Standing on the south-west banks of the River Ouse, between the Lendal and Ouse Bridges, the Park Inn by Radisson hotel is a modernist ten-storey tower. Officially opened on 1 January 1969 following the final completion of the upper two storeys, it was the first hotel built in York for ninety years, marking the city’s first step into the modern tourist industry.
The building was originally commissioned by Spiers & Pond Ltd, a leading hotelier and restaurateur in Britain and the world’s first large scale caterers.1 It was a combined national and local project. Designed by London-based architects, Fitzroy Robinson & Partners (now part of the international firm Aukett Swanke), it was built by an established York-based firm, Shepherd Construction Ltd.2
The brick slab design, with its large surface area of steel-framed windows predominant on the front and rear elevations, was quite a departure for York. A noticeable feature is the projecting first-floor section cantilevered over the public walkway (provided by the developers) on the riverside and over the pavement on the roadside, where it is partly supported by pilotis (see figs 2 & 3).
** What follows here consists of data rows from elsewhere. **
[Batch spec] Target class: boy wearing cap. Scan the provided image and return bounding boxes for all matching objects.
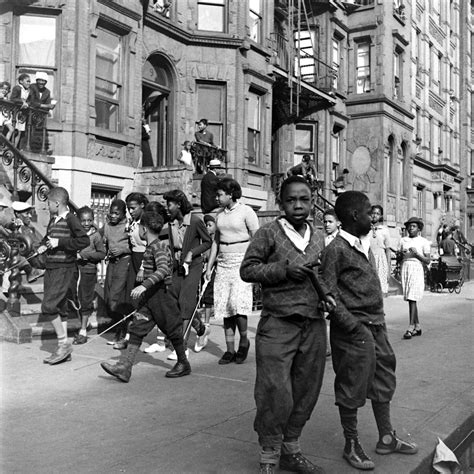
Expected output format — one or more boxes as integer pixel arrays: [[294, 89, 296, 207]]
[[28, 72, 54, 109], [201, 160, 222, 214], [194, 119, 215, 146], [321, 191, 418, 471], [398, 217, 431, 339], [10, 73, 31, 147], [38, 187, 90, 365], [12, 201, 44, 283]]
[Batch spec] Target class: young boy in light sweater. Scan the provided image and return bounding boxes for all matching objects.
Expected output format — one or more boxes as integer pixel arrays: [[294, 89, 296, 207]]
[[321, 191, 418, 470], [101, 202, 191, 383], [240, 176, 334, 473], [38, 187, 89, 365]]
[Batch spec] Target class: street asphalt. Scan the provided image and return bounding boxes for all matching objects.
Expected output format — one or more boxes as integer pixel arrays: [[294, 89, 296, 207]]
[[0, 282, 474, 474]]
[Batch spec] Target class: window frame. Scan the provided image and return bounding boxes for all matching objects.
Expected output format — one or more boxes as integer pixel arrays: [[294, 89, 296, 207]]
[[355, 38, 372, 94], [11, 10, 62, 112], [331, 36, 341, 89], [293, 121, 318, 168], [94, 21, 124, 133], [196, 0, 228, 33], [249, 0, 264, 44], [196, 80, 227, 150], [246, 87, 266, 167]]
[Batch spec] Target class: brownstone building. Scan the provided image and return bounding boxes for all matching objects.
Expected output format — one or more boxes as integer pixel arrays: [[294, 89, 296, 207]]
[[0, 0, 474, 244]]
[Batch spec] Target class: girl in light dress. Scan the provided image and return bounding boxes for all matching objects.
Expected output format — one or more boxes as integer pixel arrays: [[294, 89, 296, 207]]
[[398, 217, 431, 339], [370, 205, 392, 295], [206, 178, 258, 365]]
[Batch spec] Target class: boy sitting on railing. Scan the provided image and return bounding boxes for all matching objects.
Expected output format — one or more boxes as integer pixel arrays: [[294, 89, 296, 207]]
[[0, 81, 15, 140]]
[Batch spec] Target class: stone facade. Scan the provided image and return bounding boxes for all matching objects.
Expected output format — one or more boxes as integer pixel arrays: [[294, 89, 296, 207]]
[[0, 0, 473, 244]]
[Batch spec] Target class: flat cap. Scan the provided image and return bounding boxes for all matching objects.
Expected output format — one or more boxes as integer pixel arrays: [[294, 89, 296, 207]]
[[12, 201, 33, 212]]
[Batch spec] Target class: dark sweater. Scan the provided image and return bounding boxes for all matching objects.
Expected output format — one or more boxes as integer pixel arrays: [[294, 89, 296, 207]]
[[103, 219, 132, 259], [77, 227, 105, 273], [321, 235, 385, 332], [142, 239, 173, 290], [43, 212, 89, 269], [240, 220, 324, 318]]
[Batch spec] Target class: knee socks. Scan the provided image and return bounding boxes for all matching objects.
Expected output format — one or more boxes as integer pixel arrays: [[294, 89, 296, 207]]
[[235, 314, 247, 347], [224, 316, 236, 352], [372, 400, 393, 439], [339, 406, 358, 439]]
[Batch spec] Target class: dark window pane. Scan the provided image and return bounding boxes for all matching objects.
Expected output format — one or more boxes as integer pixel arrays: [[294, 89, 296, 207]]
[[18, 15, 56, 67], [95, 97, 118, 132], [198, 4, 224, 31]]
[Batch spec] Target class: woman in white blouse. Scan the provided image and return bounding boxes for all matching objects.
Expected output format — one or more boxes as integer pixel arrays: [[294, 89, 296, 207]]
[[206, 178, 259, 365]]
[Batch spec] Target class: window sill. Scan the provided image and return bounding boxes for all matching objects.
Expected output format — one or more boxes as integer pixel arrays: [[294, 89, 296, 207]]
[[90, 127, 134, 144], [246, 162, 270, 176]]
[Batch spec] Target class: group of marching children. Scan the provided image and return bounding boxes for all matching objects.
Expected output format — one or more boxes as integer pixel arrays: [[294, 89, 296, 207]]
[[2, 176, 436, 473], [13, 178, 258, 382]]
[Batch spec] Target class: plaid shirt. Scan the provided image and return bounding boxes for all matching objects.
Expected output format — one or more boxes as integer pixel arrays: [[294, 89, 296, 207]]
[[321, 234, 385, 332], [142, 239, 173, 290], [240, 220, 323, 318]]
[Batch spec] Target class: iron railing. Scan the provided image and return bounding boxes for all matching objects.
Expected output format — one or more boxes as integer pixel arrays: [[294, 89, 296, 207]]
[[273, 33, 338, 91], [191, 142, 227, 174], [0, 134, 78, 212], [0, 99, 49, 154]]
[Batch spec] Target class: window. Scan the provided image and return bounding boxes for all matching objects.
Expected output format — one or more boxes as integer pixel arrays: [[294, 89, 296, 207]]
[[388, 135, 398, 194], [431, 0, 441, 23], [249, 0, 263, 43], [331, 125, 343, 181], [332, 38, 341, 89], [247, 91, 263, 165], [356, 43, 370, 94], [95, 28, 122, 132], [142, 54, 177, 167], [294, 30, 316, 82], [416, 185, 425, 219], [197, 82, 227, 148], [393, 51, 402, 99], [198, 0, 225, 32], [398, 142, 409, 196], [415, 30, 422, 77], [16, 15, 57, 95], [435, 122, 443, 158], [294, 123, 317, 165]]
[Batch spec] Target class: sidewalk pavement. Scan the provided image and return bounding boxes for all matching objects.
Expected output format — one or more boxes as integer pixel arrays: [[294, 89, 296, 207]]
[[0, 282, 474, 474]]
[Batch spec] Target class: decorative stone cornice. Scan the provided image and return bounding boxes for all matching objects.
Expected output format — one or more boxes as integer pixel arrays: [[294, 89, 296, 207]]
[[144, 13, 243, 49], [97, 0, 142, 21]]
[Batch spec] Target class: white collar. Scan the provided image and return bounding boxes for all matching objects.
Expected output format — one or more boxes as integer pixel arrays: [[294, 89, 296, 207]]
[[278, 217, 311, 253], [54, 211, 69, 223], [339, 229, 370, 258]]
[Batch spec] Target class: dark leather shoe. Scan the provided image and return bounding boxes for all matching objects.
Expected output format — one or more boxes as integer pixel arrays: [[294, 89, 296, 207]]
[[43, 352, 72, 364], [218, 351, 235, 365], [235, 341, 250, 364], [100, 362, 132, 383], [259, 462, 275, 474], [72, 334, 87, 344], [280, 453, 324, 474], [48, 344, 72, 365], [113, 339, 128, 351], [165, 361, 191, 379]]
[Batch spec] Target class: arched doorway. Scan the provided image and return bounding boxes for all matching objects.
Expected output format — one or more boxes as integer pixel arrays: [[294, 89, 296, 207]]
[[142, 54, 174, 167]]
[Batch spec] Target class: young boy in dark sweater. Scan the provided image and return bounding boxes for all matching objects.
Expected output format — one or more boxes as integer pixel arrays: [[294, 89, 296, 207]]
[[240, 176, 334, 473], [72, 206, 105, 344], [38, 187, 89, 365], [100, 202, 191, 382], [321, 191, 418, 470]]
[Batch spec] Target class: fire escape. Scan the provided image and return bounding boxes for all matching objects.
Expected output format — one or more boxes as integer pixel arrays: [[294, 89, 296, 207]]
[[272, 0, 338, 217], [272, 0, 337, 130]]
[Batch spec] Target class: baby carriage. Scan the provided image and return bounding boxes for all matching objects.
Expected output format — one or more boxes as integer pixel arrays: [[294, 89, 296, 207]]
[[428, 256, 464, 294]]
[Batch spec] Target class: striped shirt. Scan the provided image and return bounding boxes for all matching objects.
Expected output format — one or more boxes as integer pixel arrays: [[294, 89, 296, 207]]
[[142, 239, 173, 290]]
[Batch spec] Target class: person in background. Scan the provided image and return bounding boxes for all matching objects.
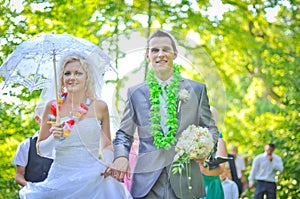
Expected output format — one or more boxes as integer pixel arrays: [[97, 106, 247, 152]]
[[200, 106, 227, 199], [12, 104, 53, 187], [19, 51, 132, 199], [220, 162, 239, 199], [231, 146, 246, 195], [248, 143, 283, 199]]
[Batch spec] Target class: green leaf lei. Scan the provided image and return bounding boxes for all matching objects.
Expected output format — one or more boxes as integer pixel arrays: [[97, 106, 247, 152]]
[[146, 64, 181, 150]]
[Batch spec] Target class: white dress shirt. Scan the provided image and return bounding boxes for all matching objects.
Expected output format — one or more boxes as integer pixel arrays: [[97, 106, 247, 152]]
[[222, 178, 239, 199], [249, 152, 283, 185]]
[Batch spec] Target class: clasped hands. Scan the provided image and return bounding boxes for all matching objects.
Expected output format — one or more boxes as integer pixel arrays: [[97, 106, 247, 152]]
[[101, 157, 130, 182]]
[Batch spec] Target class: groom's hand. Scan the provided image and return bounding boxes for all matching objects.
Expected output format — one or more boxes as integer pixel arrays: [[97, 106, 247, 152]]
[[110, 157, 130, 182]]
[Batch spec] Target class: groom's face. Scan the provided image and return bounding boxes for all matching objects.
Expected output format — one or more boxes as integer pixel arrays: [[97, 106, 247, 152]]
[[146, 37, 177, 76]]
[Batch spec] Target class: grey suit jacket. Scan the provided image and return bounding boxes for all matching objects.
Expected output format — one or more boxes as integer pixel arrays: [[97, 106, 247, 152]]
[[113, 78, 218, 199]]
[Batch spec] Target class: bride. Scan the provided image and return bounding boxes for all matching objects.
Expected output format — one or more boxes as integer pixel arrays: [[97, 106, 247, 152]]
[[19, 49, 132, 199]]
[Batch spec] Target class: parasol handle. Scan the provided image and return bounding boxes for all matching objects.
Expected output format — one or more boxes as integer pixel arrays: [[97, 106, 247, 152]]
[[53, 51, 60, 124]]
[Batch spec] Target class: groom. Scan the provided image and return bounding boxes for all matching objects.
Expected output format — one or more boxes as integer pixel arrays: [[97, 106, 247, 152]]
[[109, 30, 218, 199]]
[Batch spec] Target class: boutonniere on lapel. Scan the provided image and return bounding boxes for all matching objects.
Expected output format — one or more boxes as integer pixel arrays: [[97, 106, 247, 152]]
[[177, 89, 190, 112]]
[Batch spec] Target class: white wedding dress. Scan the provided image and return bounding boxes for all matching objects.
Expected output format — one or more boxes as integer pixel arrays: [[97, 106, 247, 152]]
[[19, 118, 132, 199]]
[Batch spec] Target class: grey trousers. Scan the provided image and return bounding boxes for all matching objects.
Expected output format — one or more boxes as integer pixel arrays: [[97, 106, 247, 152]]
[[135, 168, 178, 199]]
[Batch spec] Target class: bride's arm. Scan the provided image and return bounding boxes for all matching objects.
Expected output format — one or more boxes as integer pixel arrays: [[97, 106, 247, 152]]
[[96, 101, 113, 164]]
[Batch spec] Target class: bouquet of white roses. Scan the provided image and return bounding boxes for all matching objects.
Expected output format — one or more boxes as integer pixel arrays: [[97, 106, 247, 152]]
[[172, 125, 214, 175]]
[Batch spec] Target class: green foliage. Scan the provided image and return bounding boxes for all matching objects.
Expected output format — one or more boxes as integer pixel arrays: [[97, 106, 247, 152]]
[[0, 0, 300, 199]]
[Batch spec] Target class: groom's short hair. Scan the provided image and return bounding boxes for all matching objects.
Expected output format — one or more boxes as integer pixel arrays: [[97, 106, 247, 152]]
[[147, 30, 177, 51]]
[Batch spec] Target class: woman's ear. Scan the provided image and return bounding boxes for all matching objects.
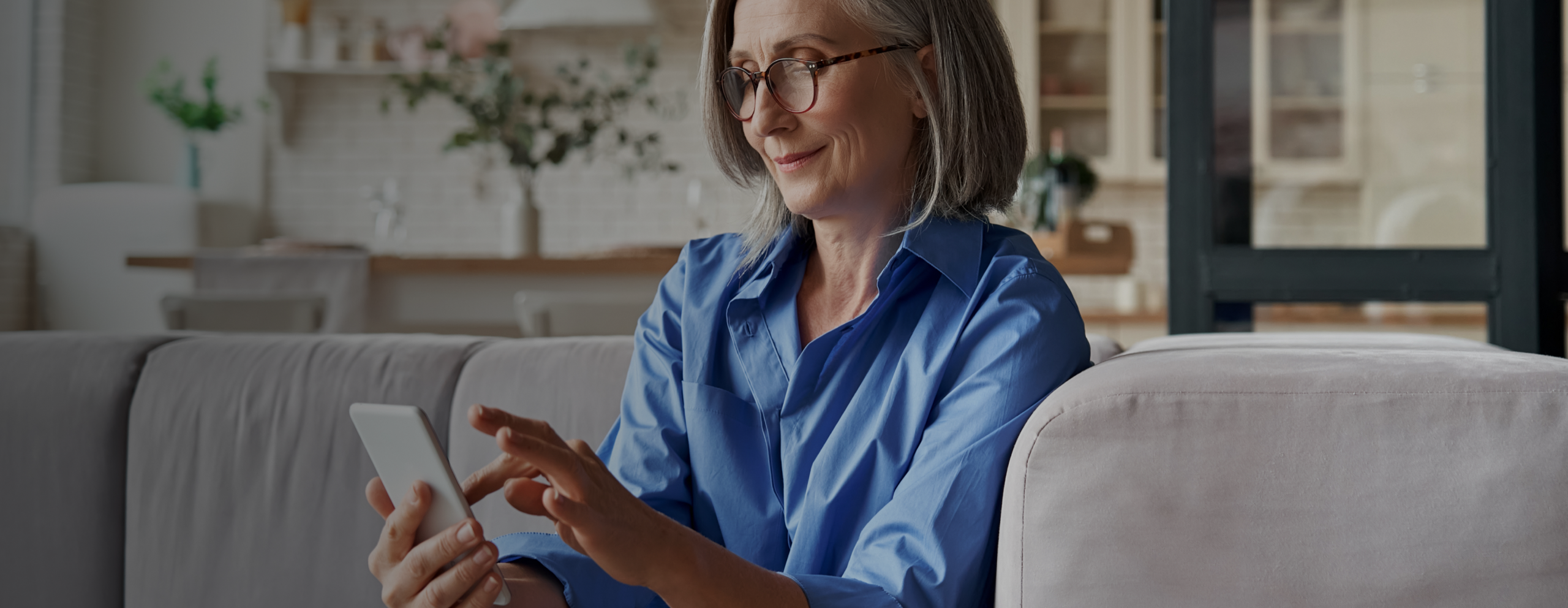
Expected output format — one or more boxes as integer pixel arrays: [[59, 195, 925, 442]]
[[914, 44, 936, 118]]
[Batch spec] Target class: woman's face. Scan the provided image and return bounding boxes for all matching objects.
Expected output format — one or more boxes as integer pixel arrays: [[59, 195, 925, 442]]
[[729, 0, 925, 221]]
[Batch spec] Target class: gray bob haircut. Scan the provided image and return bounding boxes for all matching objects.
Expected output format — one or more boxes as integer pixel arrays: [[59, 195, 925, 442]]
[[699, 0, 1028, 264]]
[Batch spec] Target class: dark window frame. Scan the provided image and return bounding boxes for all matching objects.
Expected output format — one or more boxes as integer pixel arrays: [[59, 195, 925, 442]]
[[1160, 0, 1568, 357]]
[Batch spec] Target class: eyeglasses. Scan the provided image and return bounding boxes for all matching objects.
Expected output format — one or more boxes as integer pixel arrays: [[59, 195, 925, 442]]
[[718, 44, 919, 121]]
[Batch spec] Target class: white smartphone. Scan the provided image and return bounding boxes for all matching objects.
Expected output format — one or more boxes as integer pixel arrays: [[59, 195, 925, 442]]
[[348, 403, 511, 606]]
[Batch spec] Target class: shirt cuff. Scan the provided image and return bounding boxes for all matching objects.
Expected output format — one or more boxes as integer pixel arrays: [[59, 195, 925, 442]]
[[491, 533, 658, 608], [786, 574, 903, 608]]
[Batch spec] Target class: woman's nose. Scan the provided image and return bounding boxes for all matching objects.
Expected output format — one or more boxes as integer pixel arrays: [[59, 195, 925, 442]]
[[751, 80, 795, 138]]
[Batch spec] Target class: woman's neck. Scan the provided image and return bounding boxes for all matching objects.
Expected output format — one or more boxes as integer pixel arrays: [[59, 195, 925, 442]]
[[795, 208, 902, 344]]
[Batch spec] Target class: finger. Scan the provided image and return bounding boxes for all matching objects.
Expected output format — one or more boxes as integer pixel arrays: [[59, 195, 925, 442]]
[[502, 479, 555, 520], [462, 453, 540, 504], [496, 428, 586, 498], [370, 481, 429, 577], [469, 406, 580, 448], [419, 542, 496, 608], [566, 439, 599, 462], [458, 574, 507, 608], [555, 522, 588, 555], [398, 519, 484, 595], [540, 487, 593, 528], [365, 476, 395, 519]]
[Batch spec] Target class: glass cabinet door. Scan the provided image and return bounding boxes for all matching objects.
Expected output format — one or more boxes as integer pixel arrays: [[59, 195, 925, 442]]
[[1253, 0, 1360, 182], [1038, 0, 1114, 158]]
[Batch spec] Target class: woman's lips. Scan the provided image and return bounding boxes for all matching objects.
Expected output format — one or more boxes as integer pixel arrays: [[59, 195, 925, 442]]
[[773, 146, 828, 172]]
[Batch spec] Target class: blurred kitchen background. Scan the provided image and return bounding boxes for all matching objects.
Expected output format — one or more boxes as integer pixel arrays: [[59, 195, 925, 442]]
[[0, 0, 1555, 343]]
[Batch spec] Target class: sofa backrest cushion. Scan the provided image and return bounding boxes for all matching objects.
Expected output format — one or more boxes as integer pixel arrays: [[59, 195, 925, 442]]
[[126, 335, 484, 608], [997, 348, 1568, 608], [1126, 332, 1507, 352], [1084, 334, 1121, 363], [0, 332, 174, 608], [448, 335, 632, 538]]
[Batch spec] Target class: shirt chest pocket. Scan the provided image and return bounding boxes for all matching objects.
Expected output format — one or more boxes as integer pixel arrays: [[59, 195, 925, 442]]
[[680, 382, 778, 512]]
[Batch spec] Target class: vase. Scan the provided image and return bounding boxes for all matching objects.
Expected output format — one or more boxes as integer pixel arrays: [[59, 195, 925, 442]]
[[176, 133, 201, 192], [500, 166, 540, 257]]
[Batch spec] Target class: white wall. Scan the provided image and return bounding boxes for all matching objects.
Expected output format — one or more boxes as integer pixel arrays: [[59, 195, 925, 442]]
[[0, 0, 33, 226], [268, 0, 756, 256]]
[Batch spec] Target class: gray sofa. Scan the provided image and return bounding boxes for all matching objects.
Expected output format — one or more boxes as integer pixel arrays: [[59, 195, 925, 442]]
[[0, 332, 1568, 608]]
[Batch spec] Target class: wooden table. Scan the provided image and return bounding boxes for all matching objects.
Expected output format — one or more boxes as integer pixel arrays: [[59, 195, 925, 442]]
[[126, 256, 1131, 276], [126, 256, 677, 276]]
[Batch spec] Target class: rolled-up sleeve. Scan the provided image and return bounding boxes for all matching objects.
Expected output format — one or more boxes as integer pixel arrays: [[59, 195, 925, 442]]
[[494, 244, 692, 608], [792, 268, 1090, 608]]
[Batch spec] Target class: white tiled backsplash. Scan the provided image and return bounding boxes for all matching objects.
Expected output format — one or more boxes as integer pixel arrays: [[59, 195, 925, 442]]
[[270, 0, 1185, 309], [268, 0, 754, 256]]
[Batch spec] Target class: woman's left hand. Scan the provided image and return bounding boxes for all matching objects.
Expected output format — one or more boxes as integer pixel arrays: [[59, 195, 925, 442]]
[[464, 406, 690, 586]]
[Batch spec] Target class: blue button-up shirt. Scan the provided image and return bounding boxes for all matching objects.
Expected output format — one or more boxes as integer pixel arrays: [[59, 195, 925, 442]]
[[496, 219, 1090, 608]]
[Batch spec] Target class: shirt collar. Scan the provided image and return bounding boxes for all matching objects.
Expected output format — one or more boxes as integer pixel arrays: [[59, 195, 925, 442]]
[[736, 218, 985, 298], [899, 218, 985, 298]]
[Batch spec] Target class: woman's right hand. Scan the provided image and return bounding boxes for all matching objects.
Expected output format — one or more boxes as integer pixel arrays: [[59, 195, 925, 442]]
[[365, 478, 502, 608]]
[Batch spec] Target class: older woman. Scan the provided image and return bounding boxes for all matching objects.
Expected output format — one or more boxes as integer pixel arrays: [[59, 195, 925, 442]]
[[367, 0, 1088, 608]]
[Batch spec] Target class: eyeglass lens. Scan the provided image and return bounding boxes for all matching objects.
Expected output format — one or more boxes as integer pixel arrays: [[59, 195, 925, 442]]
[[720, 59, 817, 121]]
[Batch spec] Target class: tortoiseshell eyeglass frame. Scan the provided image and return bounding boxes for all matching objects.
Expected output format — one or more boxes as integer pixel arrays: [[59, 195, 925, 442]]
[[715, 44, 919, 121]]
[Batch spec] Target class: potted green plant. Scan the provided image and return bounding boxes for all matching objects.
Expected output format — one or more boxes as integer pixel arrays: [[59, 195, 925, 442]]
[[141, 56, 243, 191], [383, 25, 679, 257]]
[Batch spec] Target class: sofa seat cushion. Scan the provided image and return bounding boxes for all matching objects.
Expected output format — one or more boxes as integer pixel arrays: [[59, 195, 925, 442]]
[[997, 346, 1568, 608], [1126, 332, 1507, 352], [447, 335, 632, 538], [0, 332, 174, 608], [126, 335, 486, 608]]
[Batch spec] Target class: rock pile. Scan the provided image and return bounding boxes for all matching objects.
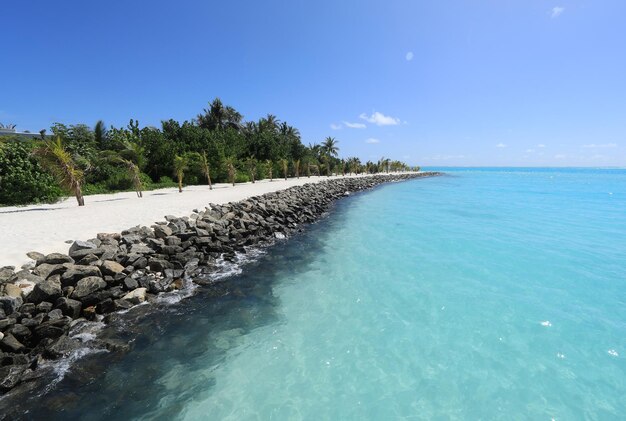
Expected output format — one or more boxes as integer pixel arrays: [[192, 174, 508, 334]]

The main entrance is located at first floor level accessed by a broad staircase, with car parking provided beneath the building at ground floor level – a design feature, no doubt intended to cope with periodic flooding in the riverside location.
Until the hotel’s arrival, this part of the riverbank had been largely devoted to warehouses and workshops and it was intended to be surrounded by open space: the landscaped North Street Gardens, on one side and the remaining vacant site of the former warehouse, on the other.3 Whilst the architect and town-planner, Lord Esher supported modernist design, he commented in York: A Study in Conservation (1968), that the building was ‘regrettably tall’.4 This may be on account of the building’s isolation. As Peter Carolin has observed in Scandinavian tower development, popular at the time, ‘blocks were almost always built in groups (reaping the benefits of repetition) rather than an isolated townscape feature’ as in the case of the Park Inn.5 The hotel does not take account of the immediate landscape – either its prominent riverside location or the neighbouring, medieval buildings. Esher recommended that the proposed retention of the adjacent vacant site for further public open space should be reconsidered, and the land redeveloped with a restaurant or public house, with car parking below, to reduce the impression of height.6 This led to planning consent being granted in 1979, for the adjoining five-storey, brick-built block, set around an internal courtyard. Although it has the appearance of being freestanding, the extension is an integral part of the hotel, designed by local firm, Tom Adam Design Associates.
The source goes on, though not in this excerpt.